McIntyre & Associates pic

McIntyre & Associates
Image: georgiapostconviction.com

For more than 30 years, attorney Michael McIntyre has practiced exclusively in the field of postconviction representation. His firm, Michael Kennedy McIntyre & Associates, focuses on the needs of criminal defendants after conviction and assists clients with matters such as seeking parole. In most cases in the state of Georgia, a convicted person reaches their Parole Eligibility Date (PED) when he or she has served one-third of their custodial sentence. At that time, a hearing examiner rates the severity level of the individual’s crime and compares that to the related parole-decision guidelines set forth by the state. If the Parole Board determines that parole is advisable, it establishes a Tentative Parole Month (TPM).

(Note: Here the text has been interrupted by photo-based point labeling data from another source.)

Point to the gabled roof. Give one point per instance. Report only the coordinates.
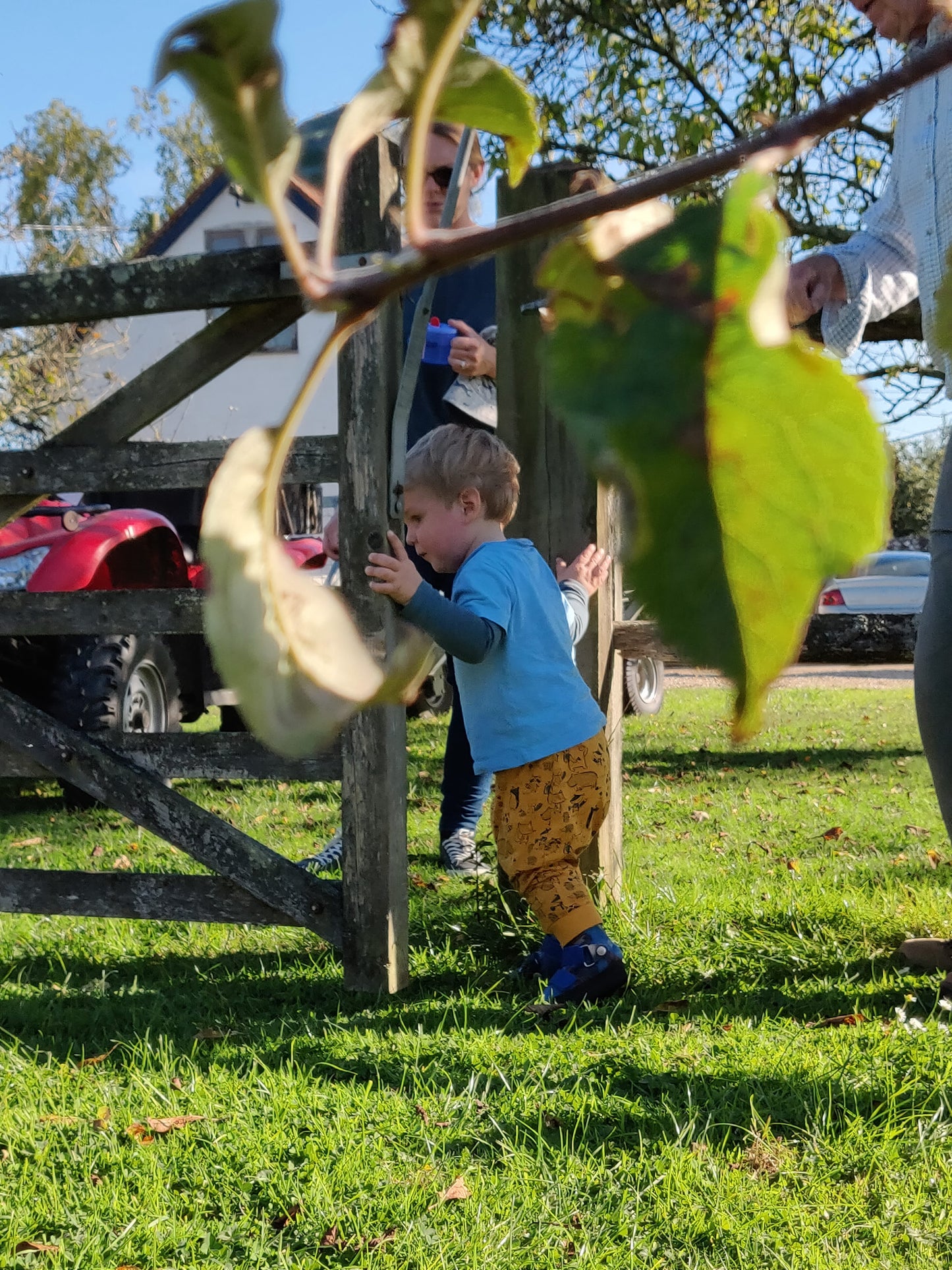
(304, 196)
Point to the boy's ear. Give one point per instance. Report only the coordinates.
(472, 504)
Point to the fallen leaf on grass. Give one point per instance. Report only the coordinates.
(283, 1219)
(456, 1190)
(839, 1022)
(331, 1240)
(159, 1124)
(96, 1058)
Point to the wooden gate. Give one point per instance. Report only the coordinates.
(364, 915)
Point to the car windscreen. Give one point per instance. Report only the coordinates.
(899, 564)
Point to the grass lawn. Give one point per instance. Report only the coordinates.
(696, 1122)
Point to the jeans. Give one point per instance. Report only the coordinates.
(464, 792)
(934, 649)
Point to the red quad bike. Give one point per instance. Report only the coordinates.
(145, 683)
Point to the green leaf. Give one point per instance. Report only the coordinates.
(756, 465)
(478, 93)
(227, 57)
(286, 644)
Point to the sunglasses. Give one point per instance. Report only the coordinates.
(442, 177)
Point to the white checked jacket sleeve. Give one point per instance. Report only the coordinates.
(900, 252)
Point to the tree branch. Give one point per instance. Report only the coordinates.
(443, 250)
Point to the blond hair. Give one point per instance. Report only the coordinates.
(452, 459)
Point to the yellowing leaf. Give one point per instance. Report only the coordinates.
(229, 60)
(754, 464)
(281, 639)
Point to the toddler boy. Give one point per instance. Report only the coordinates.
(530, 716)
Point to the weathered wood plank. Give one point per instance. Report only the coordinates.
(75, 757)
(374, 746)
(145, 897)
(171, 380)
(155, 285)
(149, 465)
(194, 756)
(640, 639)
(177, 611)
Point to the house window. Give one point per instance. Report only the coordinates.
(233, 241)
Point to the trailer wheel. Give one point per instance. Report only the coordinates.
(116, 683)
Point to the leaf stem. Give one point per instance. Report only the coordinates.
(423, 117)
(343, 330)
(447, 249)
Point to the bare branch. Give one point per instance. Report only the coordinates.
(443, 250)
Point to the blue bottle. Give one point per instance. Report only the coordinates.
(439, 337)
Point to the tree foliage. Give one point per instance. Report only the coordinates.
(917, 467)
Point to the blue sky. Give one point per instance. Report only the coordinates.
(93, 52)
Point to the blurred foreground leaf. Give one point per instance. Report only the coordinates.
(281, 639)
(227, 57)
(756, 467)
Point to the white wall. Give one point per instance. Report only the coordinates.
(258, 390)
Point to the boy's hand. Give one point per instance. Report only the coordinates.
(590, 568)
(397, 575)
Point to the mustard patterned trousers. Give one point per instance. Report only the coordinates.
(544, 816)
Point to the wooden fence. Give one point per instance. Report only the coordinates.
(366, 913)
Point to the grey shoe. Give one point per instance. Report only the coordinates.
(931, 954)
(328, 859)
(460, 856)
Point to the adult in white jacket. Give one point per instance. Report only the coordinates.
(898, 256)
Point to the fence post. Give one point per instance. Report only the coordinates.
(560, 505)
(374, 746)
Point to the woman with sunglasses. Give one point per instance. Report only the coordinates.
(465, 300)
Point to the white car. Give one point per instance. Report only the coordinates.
(887, 582)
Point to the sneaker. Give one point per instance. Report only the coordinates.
(460, 856)
(544, 963)
(328, 859)
(932, 954)
(592, 968)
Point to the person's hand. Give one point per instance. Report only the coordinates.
(468, 353)
(331, 538)
(395, 575)
(813, 283)
(590, 568)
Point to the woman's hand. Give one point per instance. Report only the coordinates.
(397, 575)
(470, 355)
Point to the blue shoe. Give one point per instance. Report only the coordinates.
(592, 968)
(544, 963)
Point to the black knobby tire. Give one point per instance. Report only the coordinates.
(644, 685)
(116, 683)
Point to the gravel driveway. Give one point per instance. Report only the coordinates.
(806, 676)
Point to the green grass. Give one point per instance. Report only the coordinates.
(725, 1134)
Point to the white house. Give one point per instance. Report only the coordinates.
(260, 389)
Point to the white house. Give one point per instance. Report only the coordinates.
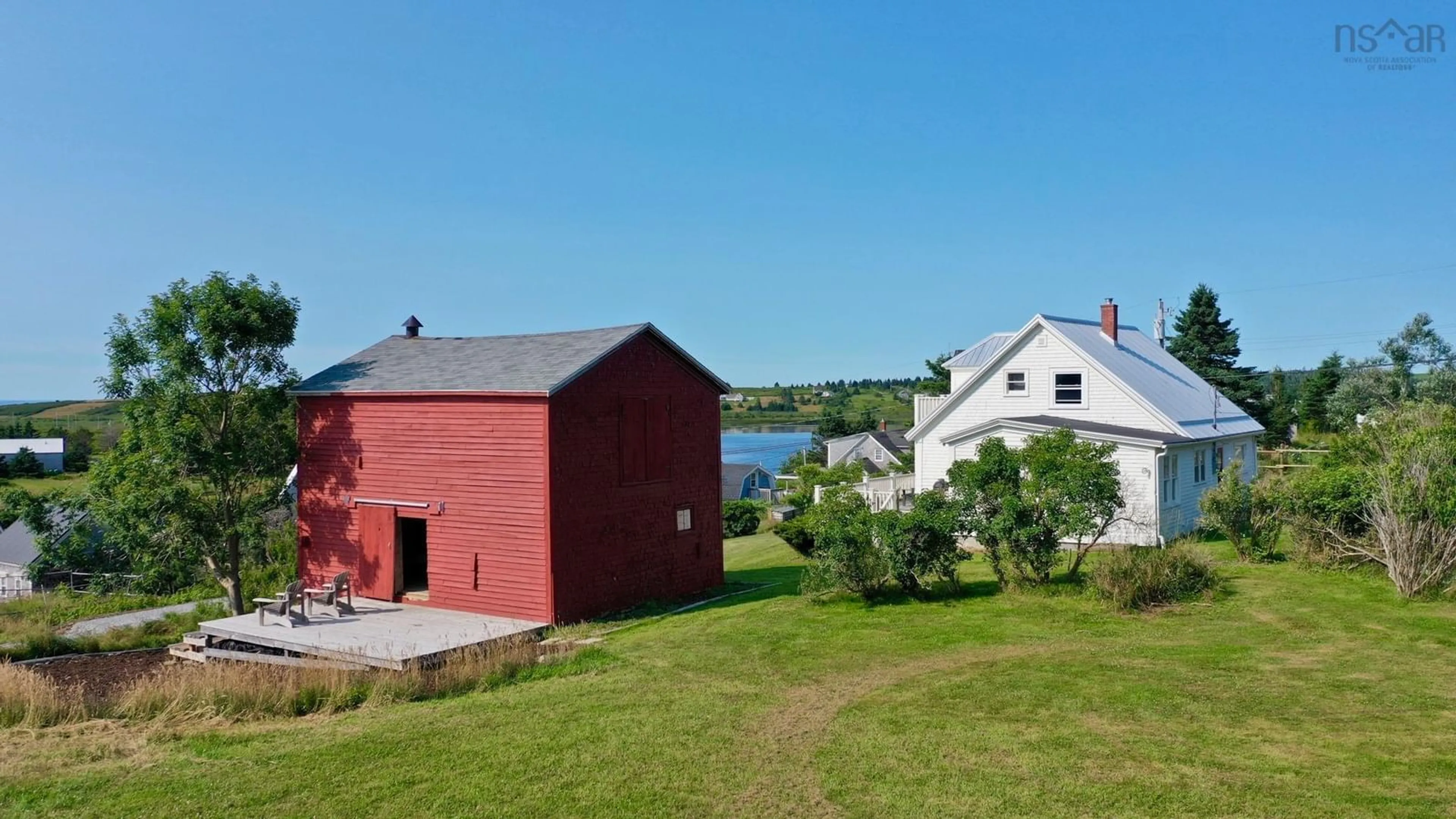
(50, 452)
(18, 551)
(879, 451)
(1106, 382)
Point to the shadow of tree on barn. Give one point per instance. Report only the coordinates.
(328, 463)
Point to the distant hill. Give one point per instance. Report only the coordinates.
(62, 413)
(882, 403)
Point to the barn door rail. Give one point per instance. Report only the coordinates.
(433, 508)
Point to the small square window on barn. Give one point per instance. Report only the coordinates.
(647, 439)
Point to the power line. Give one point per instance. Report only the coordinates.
(1413, 271)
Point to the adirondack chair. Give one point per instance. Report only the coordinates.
(282, 605)
(337, 595)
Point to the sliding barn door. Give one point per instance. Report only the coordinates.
(378, 553)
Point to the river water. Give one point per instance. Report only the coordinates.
(761, 447)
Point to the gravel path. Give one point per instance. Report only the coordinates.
(104, 624)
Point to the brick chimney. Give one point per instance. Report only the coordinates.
(1110, 321)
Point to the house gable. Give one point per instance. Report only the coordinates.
(1039, 352)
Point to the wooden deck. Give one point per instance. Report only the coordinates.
(379, 634)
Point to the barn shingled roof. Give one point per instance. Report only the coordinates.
(537, 363)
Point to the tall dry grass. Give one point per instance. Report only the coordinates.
(34, 701)
(242, 691)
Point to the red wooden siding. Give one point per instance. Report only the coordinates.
(615, 541)
(482, 457)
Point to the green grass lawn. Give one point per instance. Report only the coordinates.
(1295, 694)
(69, 482)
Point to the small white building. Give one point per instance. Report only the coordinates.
(50, 452)
(1106, 382)
(18, 551)
(877, 451)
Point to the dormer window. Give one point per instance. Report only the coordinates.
(1068, 388)
(1017, 382)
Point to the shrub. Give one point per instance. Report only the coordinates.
(922, 544)
(742, 518)
(1023, 503)
(36, 701)
(1413, 499)
(848, 556)
(1248, 515)
(797, 534)
(1324, 508)
(1145, 577)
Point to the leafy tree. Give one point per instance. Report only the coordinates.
(846, 551)
(209, 432)
(1209, 344)
(1407, 494)
(1248, 515)
(1363, 390)
(807, 455)
(742, 518)
(940, 381)
(922, 544)
(1416, 344)
(1021, 505)
(1282, 411)
(1387, 381)
(24, 464)
(1317, 390)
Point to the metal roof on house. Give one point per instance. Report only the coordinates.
(1095, 429)
(1158, 378)
(894, 441)
(982, 352)
(18, 541)
(18, 546)
(40, 447)
(1149, 375)
(538, 363)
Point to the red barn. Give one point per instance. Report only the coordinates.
(546, 477)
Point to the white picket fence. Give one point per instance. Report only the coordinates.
(886, 492)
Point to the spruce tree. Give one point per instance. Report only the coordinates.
(1209, 344)
(1314, 394)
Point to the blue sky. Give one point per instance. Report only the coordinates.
(792, 191)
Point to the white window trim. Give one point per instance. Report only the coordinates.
(1026, 384)
(1052, 388)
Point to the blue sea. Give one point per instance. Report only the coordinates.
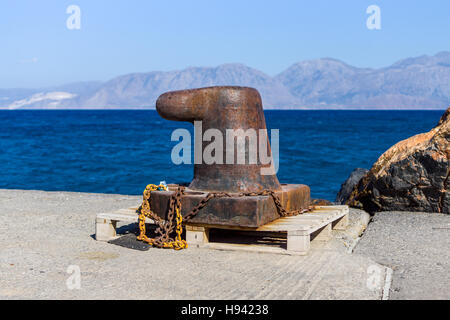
(123, 151)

During the process of parole consideration, the Parole Board reviews records related to the individual’s arrest and trial. The Parole Board also reviews the correctional institution’s report on the eligible individual, which includes information about his or her mental, physical, and emotional health, as well as accounts of his or her behavior and initiative while incarcerated. The parole decision incorporates not only these findings but also any information that the Parole Board receives from third parties. In the State of Georgia, any individual, including victims and prosecutors, may send information for consideration. All of this material helps the Parole Board to determine if, when the TPM arrives, the individual will be released on parole.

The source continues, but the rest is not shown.